2. O que o Renato diz de Vieira, Pessoa e Agostinho é crucial, e merece análise mais funda: por agora, só dizer que o Agostinho está claríssimo, mas que, no Pessoa, a questão do "jogo literário" (precisamente por causa da sua possível confusão com qualquer "jogo interior") tem muito que se lhe diga, para não envolver uma petição de princípio: a de dar por demonstrado precisamente aquilo que em última análise toda a tradição de pensamento "esotérico-religiosa" (em amplíssimo sentido) repudia, e que é a ideia "moderna" de que o acto solitário, por si, não transforma o mundo (incluo neste "acto solitário" tudo o que vai da oração judeo-cristã à prática alquímica ou mágica).
3. Quanto à análise da situação actual, subscrevo quase inteiramente o que disse o Klatuu (o "quase" vem do ponto 2 e nasce só de ser eu, ao contrário, o maior céptico relativamente à minha racionalidade...). O ponto mais importante a meu ver vem trazido pelo Renato, e está nos pontos 4 (de ambos) sobre "europa das pátrias" e "europa imperial".
4. Da europa imperial há que excluir liminarmente a Inglaterra e o seu actual herdeiro americano, como tão perfeitamente compreendeu De Gaulle: o império destes não é império europeu mas império marítimo, e a vocação destes há-de ser sempre a de cercar e neutralizar a hipótese de um império continental (que na actual circunstância só pode ser russo-europeu).

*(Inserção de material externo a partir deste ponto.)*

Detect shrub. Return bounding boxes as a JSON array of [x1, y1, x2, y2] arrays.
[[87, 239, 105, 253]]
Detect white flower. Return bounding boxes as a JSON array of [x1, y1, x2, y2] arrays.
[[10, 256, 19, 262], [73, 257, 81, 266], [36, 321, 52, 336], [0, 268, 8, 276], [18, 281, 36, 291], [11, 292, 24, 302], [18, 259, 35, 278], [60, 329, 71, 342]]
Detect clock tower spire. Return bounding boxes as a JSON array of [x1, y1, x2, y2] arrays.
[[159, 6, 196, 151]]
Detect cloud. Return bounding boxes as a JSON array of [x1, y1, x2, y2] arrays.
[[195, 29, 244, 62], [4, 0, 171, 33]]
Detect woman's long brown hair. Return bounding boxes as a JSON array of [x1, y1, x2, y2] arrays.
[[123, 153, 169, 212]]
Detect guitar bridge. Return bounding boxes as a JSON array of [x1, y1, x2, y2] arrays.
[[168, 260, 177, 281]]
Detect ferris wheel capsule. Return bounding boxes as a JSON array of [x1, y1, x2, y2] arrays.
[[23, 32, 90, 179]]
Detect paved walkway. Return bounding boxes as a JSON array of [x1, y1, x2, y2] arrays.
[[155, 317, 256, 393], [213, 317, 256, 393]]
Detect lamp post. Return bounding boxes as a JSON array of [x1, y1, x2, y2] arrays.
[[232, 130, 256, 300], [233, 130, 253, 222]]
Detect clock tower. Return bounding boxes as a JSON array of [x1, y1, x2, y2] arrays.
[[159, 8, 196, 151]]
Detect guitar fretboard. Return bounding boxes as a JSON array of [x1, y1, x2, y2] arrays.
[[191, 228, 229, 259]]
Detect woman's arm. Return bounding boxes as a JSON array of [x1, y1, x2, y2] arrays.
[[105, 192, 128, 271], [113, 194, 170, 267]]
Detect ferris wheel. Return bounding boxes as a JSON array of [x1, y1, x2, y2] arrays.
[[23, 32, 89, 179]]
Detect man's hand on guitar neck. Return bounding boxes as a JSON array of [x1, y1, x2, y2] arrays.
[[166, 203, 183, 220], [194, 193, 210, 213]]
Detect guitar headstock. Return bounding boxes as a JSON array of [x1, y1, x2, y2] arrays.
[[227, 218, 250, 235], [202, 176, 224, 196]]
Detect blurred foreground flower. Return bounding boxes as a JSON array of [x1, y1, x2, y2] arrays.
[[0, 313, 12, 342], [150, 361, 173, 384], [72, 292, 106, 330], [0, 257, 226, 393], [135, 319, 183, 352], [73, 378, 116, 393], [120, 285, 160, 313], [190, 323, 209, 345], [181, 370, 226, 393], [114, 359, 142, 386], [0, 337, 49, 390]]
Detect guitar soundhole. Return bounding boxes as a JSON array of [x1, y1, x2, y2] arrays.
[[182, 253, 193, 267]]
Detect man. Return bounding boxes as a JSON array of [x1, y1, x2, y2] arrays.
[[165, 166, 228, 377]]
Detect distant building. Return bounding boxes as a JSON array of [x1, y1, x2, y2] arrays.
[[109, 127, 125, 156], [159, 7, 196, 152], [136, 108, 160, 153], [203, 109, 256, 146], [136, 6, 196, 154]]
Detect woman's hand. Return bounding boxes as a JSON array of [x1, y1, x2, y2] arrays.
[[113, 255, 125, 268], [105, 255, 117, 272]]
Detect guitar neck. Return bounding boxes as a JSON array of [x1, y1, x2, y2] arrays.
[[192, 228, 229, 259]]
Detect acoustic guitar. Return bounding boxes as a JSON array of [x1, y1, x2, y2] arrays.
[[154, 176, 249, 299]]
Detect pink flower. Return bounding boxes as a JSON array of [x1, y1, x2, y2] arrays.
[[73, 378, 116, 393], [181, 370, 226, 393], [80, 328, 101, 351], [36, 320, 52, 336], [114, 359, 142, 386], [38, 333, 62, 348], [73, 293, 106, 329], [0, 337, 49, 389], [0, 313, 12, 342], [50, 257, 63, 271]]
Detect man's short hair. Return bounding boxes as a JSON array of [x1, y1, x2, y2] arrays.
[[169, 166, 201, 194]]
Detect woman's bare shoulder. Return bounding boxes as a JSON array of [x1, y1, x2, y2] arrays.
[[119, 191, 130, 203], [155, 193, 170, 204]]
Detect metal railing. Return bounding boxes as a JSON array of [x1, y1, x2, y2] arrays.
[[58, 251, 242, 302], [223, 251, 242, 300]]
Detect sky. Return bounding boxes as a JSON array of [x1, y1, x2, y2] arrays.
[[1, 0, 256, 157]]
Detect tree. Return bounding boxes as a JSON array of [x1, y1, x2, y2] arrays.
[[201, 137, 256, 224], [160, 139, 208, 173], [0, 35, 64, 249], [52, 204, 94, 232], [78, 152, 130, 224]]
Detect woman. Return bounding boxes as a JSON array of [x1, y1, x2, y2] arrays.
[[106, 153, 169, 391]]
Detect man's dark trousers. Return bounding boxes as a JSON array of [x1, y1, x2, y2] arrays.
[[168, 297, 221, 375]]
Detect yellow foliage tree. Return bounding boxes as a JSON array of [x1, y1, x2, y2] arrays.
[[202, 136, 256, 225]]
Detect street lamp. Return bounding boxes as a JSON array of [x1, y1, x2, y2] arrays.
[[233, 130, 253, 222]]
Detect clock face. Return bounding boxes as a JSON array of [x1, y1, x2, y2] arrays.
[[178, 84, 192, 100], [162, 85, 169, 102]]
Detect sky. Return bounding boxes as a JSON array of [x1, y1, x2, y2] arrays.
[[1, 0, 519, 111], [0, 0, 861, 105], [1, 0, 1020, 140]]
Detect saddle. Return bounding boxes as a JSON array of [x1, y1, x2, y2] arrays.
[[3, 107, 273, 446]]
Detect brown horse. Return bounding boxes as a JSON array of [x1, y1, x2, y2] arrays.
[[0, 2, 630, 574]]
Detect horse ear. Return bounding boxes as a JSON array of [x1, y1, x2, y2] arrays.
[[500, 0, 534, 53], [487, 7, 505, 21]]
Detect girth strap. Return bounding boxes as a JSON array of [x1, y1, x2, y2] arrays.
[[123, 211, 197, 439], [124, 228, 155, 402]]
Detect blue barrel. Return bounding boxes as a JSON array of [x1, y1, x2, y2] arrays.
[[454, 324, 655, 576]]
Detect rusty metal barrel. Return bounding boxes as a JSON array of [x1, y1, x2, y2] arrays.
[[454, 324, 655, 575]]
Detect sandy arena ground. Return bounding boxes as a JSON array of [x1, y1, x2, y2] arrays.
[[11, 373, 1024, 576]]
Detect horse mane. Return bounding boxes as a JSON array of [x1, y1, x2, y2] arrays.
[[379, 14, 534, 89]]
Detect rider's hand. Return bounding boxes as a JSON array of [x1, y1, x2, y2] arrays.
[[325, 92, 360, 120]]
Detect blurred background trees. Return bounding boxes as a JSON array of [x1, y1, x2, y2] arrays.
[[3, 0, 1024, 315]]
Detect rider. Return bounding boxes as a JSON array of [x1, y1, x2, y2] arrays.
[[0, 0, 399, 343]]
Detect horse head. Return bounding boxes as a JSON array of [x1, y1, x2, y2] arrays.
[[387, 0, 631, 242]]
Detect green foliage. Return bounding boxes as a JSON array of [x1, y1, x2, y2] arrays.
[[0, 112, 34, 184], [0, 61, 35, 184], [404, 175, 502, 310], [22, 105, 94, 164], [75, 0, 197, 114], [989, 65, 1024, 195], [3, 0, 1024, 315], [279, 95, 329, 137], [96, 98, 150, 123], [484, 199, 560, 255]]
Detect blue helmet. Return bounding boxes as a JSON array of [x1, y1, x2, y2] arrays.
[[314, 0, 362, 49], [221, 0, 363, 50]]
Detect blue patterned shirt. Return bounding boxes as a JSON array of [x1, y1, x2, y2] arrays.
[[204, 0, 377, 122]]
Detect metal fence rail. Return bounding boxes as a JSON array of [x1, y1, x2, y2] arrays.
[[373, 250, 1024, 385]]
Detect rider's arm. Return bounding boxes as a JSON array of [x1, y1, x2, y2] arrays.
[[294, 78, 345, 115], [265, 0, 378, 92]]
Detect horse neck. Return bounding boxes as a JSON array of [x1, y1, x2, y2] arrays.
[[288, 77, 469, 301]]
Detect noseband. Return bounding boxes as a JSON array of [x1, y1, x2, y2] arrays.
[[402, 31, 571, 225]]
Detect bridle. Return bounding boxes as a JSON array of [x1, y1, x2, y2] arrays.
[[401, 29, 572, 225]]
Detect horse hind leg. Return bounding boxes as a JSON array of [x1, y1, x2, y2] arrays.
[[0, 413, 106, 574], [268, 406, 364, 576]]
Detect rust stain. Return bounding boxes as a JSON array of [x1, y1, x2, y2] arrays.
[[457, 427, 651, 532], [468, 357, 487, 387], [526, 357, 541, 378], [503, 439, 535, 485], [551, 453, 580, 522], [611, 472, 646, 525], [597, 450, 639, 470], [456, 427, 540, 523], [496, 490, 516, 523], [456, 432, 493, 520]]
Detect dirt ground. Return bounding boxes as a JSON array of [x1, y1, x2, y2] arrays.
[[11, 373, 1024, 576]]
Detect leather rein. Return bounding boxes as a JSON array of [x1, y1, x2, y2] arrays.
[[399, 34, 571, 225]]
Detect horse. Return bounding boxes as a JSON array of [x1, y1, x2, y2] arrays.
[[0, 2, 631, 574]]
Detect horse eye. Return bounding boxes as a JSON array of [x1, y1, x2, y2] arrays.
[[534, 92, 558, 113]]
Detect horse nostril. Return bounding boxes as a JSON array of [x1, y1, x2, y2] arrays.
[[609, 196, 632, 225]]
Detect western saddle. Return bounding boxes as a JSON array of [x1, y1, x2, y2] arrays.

5. De passagem, não penso que Portugal tenha sido alguma vez um império marítimo, ao contrário do que nos ensinam a pensar: marítimas eram, no tempo das nossas Descobertas, as potências com quem conflituámos (Veneza, Inglaterra, Holanda), e por isso a elas se deve a parte "material" da modernidade: o capitalismo na sua forma financeira, por exemplo. Mas à medida que Portugal se expandia (e expandia-se aprendendo, pois foi preciso re-conhecer primeiro o mundo a descobrir) procurou sempre uma plataforma continental em que ganhasse o fôlego de território que nesta faixa da europa lhe faltava, sendo a Índia e o Brasil as sucessivas hipóteses de centrar o império: através da expansão marítima, Portugal buscava penetrar na terra.